Rule: Always add 20–30% headroom beyond weight storage to account for KV cache, activation buffers, and framework overhead. Without this, you’ll run out of memory under real workloads even if the weights themselves fit.
Planning for a Local RAG Pipeline
- Indexer Memory Needs: Vector DBs like Chroma or FAISS run fine in 2–4 GB RAM for small datasets.
- Model Inference: Choose a 7B model for responsive performance.
- Context Planning: If your RAG requires long contexts (4k+ tokens), ensure you have headroom. On a 7B model, this is ~2 GB extra memory per request.
Example capacity plan on MacBook (36 GB RAM):
- Model (Mistral-7B, 4-bit): ~5 GB
- Cache for 4k context: ~2 GB per request
- Vector DB + App overhead: ~5–8 GB
- Total: ~12–15 GB used → safe within 36 GB
This means you can run 1–2 concurrent RAG queries comfortably on your Mac.
Moving to Cloud GPUs
At some point, you’ll outgrow your Mac. For more users or larger models:
Common Cloud Options
- Single GPU: A100 40 GB or L4 (for 7B–13B models)
- Dual/Quad GPUs: A100 80 GB × 2–4 (for 30B–70B models)
- Specialized Inference: H100, RTX 6000 Ada for enterprise-grade serving
How Cloud GPUs Improve Performance
- Throughput: Batch 10–100 requests simultaneously
- Longer Contexts: Handle 8k–32k tokens
- Scalability: Add GPUs for more users
Cost Implications
- 7B model on a MacBook: Free, but limited.
- 7B model on A100 GPU: ~$1–2/hour depending on provider.
- 30B–70B model on multi-GPU cluster: $10–20/hour.

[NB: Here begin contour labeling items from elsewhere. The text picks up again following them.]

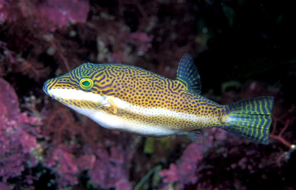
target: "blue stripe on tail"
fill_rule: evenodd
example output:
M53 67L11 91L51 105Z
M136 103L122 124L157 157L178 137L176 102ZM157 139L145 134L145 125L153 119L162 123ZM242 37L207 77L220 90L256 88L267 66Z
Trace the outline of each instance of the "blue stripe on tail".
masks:
M221 117L223 129L253 142L267 144L273 97L259 97L226 105Z

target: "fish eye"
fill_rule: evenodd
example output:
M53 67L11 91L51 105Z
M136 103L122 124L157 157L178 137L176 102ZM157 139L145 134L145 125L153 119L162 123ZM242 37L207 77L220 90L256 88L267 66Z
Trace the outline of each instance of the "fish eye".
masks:
M79 86L83 90L89 90L93 86L93 81L90 78L82 78L79 81Z

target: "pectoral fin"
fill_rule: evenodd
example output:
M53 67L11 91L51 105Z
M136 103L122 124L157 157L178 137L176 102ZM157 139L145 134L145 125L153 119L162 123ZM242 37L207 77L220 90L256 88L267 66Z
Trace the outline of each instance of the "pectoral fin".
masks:
M113 114L115 115L117 113L118 111L118 109L114 102L111 99L108 99L107 100L107 101L108 102L109 105L110 105L110 106L111 107L111 111L113 113Z

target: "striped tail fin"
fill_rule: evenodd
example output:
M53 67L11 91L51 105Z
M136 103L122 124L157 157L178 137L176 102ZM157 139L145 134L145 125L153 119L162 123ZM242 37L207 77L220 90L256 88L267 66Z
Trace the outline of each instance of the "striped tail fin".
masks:
M259 97L225 106L227 114L221 117L223 129L253 142L269 141L273 97Z

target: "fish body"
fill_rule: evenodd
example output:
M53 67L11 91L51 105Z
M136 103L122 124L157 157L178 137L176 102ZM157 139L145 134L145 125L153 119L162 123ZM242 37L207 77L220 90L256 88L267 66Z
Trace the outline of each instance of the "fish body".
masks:
M44 91L110 129L159 137L219 127L268 144L273 97L221 105L200 95L200 78L191 57L179 63L176 80L119 64L84 63L49 80Z

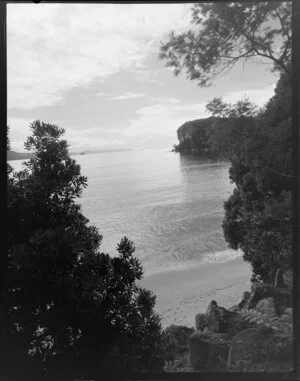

- 120B model on 4×H100: $30–50/hour.
Conclusion
If you’re a developer starting with OpenAI SaaS APIs, moving to open-source LLMs is a natural step for control and cost savings. Your MacBook Pro with 36 GB RAM is a perfect sandbox for 7B–13B models and small RAG pipelines. It lets you validate workflows, measure context needs, and plan scaling.
When you’re ready for more users, longer contexts, or bigger models, cloud GPUs unlock performance at a cost. By understanding how model size, quantization, and cache overhead translate into memory and dollars, you can plan capacity wisely.